Offered by Gallery de Potter d'Indoye
18th-century and Empire French furniture, works of art and pictures
These magnificent gilt and patinated bronze candelabra from the Empire period in the shape of winged figures of Victory, which carry candlesticks in the hands and on the head, probably derive from the famous drawing in an album of drawings by Percier and Fontaine at the Metropolitan New York Museum of Art.
The bronze stems take the form of women, who stand on tall plinths. These plinths are covered with a light brown patina and are decorated with gilt winged female figures, carrying baskets of fruit on their heads. Each woman strokes the heads of two dogs, who stand on their hind legs and lean against her. The sides and backs of the plinths are ornamented with gilt scrolled foliate motifs, topped by palmettes. The plinths are each set on four ormolu paw feet, placed on shaped, square gilt bronze bases.
Above, patinated winged bronze women serve as the stems for the candelabra. They adopt monumental poses, reminiscent of ancient Egyptian or archaic sculpture. The winged women wear sheer dresses, which cling to their bodies.

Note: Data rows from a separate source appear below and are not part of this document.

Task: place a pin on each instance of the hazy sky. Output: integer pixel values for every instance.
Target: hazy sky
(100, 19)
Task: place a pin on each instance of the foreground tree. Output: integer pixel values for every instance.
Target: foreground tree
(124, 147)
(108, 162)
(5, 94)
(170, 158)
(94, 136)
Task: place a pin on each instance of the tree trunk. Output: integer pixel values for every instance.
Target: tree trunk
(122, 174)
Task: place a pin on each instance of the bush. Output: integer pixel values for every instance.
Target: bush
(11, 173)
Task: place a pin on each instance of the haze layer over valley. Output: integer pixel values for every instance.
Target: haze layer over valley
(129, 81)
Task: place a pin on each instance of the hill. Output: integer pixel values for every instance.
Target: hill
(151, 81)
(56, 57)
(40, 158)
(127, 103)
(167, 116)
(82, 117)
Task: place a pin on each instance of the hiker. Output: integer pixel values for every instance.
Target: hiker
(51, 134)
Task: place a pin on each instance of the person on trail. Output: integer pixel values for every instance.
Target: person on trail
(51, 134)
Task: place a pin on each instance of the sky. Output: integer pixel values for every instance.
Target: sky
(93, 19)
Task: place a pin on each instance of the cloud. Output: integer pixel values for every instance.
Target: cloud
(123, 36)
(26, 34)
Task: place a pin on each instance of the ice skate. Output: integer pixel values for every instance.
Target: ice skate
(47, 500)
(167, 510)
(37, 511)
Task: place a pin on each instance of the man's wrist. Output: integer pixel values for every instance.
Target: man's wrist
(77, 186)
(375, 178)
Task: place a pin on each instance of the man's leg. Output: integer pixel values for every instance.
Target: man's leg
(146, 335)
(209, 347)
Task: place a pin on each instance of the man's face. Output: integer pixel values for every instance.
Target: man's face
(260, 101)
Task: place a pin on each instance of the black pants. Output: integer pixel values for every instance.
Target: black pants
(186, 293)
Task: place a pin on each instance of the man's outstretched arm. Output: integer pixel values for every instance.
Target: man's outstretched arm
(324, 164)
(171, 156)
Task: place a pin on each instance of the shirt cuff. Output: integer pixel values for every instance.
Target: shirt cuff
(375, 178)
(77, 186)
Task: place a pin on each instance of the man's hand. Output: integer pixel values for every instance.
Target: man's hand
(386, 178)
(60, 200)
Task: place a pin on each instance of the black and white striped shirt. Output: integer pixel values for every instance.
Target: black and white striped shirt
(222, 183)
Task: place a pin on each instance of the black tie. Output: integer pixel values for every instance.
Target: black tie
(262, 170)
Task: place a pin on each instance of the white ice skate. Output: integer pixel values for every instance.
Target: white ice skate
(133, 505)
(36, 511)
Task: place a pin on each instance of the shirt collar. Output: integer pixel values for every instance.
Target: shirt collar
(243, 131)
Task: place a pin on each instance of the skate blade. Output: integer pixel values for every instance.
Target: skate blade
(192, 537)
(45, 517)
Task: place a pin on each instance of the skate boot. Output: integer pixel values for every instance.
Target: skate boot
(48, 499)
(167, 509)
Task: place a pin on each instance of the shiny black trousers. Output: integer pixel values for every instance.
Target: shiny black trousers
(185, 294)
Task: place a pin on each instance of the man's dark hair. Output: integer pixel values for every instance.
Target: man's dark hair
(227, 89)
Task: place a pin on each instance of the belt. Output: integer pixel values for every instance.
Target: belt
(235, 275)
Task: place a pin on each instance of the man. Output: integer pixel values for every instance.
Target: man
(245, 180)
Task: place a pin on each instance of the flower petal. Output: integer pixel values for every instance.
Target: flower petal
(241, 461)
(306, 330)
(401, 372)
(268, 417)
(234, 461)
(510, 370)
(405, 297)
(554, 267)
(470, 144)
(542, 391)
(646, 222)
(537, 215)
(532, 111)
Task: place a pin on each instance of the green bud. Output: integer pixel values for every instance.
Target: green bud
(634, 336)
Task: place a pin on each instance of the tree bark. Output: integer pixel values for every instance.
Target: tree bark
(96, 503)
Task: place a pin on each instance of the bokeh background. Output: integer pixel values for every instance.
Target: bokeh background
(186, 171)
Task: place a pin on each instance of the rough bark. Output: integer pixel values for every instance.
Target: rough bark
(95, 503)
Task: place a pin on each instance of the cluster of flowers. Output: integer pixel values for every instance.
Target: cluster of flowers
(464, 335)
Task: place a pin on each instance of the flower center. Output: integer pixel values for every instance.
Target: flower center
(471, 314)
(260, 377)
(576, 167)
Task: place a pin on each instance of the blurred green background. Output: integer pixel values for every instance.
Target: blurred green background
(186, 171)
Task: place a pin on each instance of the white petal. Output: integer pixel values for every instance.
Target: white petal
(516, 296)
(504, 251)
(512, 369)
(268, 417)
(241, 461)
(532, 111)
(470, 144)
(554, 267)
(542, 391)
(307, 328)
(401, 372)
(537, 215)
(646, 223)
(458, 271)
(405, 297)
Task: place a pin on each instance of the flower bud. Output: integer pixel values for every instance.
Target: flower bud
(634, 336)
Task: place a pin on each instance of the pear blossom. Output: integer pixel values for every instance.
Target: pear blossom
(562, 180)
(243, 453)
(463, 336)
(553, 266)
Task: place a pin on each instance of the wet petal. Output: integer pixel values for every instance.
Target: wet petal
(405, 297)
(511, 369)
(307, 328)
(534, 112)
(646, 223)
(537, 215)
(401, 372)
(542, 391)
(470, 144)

Each winged woman holds two gilt bronze lights in her outstretched hands and supports four more on her head. Those held in the women’s hands are conical shaped and are decorated around their tops with palmettes. The lights carried on their heads are raised up on slim stems and are crescent shaped in their arrangement. Three of the lights have cornucopia-shaped arms, which extend from open-mouthed dogs’ heads, and terminate in urn-form palm leaf capitals. Stylised, curling leaves decorate the space above the dogs’ heads. On each, a cylindrical central light directly tops the stem, ending in a simple leafy capital.
Claude Galle Bronzier (1759 - 1815)
One of the foremost bronziers and fondeur-ciseleurs of the late Louis XVI and Empire periods, Claude Galle was born at Villepreux near Versailles. He served his apprenticeship in Paris under the fondeur Pierre Foy, and in 1784 married Foy’s daughter. In 1786 he became a maitre-fondeur. After the death of his father-in-law in 1788, Galle took over his workshop, soon turning it into one the finest. Galle moved to Quai de la Monnaie (later Quai de l’Unité), and then in 1805 to 60 Rue Vivienne. The Garde-Meuble de la Couronne, under the direction of sculptor Jean Hauré from 1786-88, entrusted him with many commissions. Galle collaborated with many excellent artisans, including Pierre-Philippe Thomire, and furnished the majority of the furnishing bronzes for the Château de Fontainebleau during the Empire. He received many other Imperial commissions, among them light fittings, figural clock cases, and vases for the palaces of Saint-Cloud, the Trianons, the Tuileries, Compiègne, and Rambouillet. He supplied several Italian palaces, such as Monte Cavallo, Rome and Stupinigi near Turin. In spite of his success, and due in part to his generous and lavish lifestyle, as well as to the failure of certain of his clients (such as the Prince Joseph Bonaparte) to pay what they owed, Galle often found himself in financial difficulty. Galle’s business was continued by his son after his death by his son, Gérard-Jean Galle (1788-1846). Today his work may be found in the world’s most important museums and collections, those mentioned above, as well as the Musée National du Château de Malmaison, the Musée Marmottan in Paris, the Museo de Reloges at Jerez de la Frontera, the Residenz in Munich, and the Victoria and Albert Museum in London.